Artificial intelligence (AI) plays a critical role in addressing these challenges by analyzing complex genomic, proteomic, and clinical datasets. Machine learning and deep learning algorithms can accurately identify patients likely to respond to immunotherapy, enabling the development of personalized treatment plans while avoiding unnecessary interventions in low-response individuals.

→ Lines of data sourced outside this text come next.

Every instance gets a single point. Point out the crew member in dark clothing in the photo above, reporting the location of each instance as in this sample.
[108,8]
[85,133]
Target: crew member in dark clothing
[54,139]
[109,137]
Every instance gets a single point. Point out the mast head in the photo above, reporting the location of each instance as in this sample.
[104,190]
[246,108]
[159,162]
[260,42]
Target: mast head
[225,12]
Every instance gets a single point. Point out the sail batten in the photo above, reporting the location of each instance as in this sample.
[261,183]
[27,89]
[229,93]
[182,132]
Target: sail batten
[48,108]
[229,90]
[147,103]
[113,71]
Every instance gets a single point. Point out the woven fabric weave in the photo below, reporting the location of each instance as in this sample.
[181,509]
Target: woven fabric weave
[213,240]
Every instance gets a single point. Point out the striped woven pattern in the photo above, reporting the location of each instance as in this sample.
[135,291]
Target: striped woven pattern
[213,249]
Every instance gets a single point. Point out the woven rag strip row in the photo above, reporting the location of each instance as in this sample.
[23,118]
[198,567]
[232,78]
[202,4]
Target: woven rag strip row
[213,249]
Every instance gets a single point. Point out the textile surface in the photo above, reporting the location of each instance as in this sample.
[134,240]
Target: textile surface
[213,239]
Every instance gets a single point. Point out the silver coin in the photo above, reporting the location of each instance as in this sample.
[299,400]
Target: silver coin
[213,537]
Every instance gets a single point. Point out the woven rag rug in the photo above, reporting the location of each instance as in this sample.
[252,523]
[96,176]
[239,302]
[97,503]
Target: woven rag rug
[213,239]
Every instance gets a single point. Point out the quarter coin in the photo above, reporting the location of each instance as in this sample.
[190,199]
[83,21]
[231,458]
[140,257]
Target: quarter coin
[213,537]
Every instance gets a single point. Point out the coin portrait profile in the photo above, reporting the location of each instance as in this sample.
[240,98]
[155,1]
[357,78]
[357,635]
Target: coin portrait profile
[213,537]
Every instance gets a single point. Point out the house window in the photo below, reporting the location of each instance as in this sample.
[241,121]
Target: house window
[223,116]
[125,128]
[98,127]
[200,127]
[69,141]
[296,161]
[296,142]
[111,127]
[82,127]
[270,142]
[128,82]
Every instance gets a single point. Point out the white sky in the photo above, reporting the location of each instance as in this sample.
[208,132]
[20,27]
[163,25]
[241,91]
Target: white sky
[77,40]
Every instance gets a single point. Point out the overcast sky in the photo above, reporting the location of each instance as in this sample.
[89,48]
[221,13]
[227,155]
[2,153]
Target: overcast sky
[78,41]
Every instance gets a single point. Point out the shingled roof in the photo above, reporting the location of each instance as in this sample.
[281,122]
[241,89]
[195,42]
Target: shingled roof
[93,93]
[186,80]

A key application of AI is predicting the efficacy of immune checkpoint inhibitors such as PD-1 and CTLA-4. By integrating medical imaging and genomic data, AI models can forecast treatment outcomes, enhance diagnostic precision, and reduce healthcare costs. Furthermore, AI is increasingly used in drug development, where it simulates novel molecular structures and predicts their therapeutic efficacy, thereby accelerating drug discovery and lowering development expenses. AI also contributes to identifying and managing side effects, improving the safety profile of immunotherapy.
Nevertheless, the implementation of AI in oncology is not without limitations. These include the need for high-quality, annotated datasets, algorithmic interpretability, and ethical concerns such as data privacy, algorithm transparency, and psychological impacts of extensive genetic testing, excessive diagnostic testing, potential treatment discrimination, and unclear legal responsibilities.
This article concludes that with robust data infrastructure and the advancement of interpretable AI models, the full potential of AI in cancer immunotherapy can be realized. This synergy promises a major leap toward precision medicine and a brighter future in cancer care.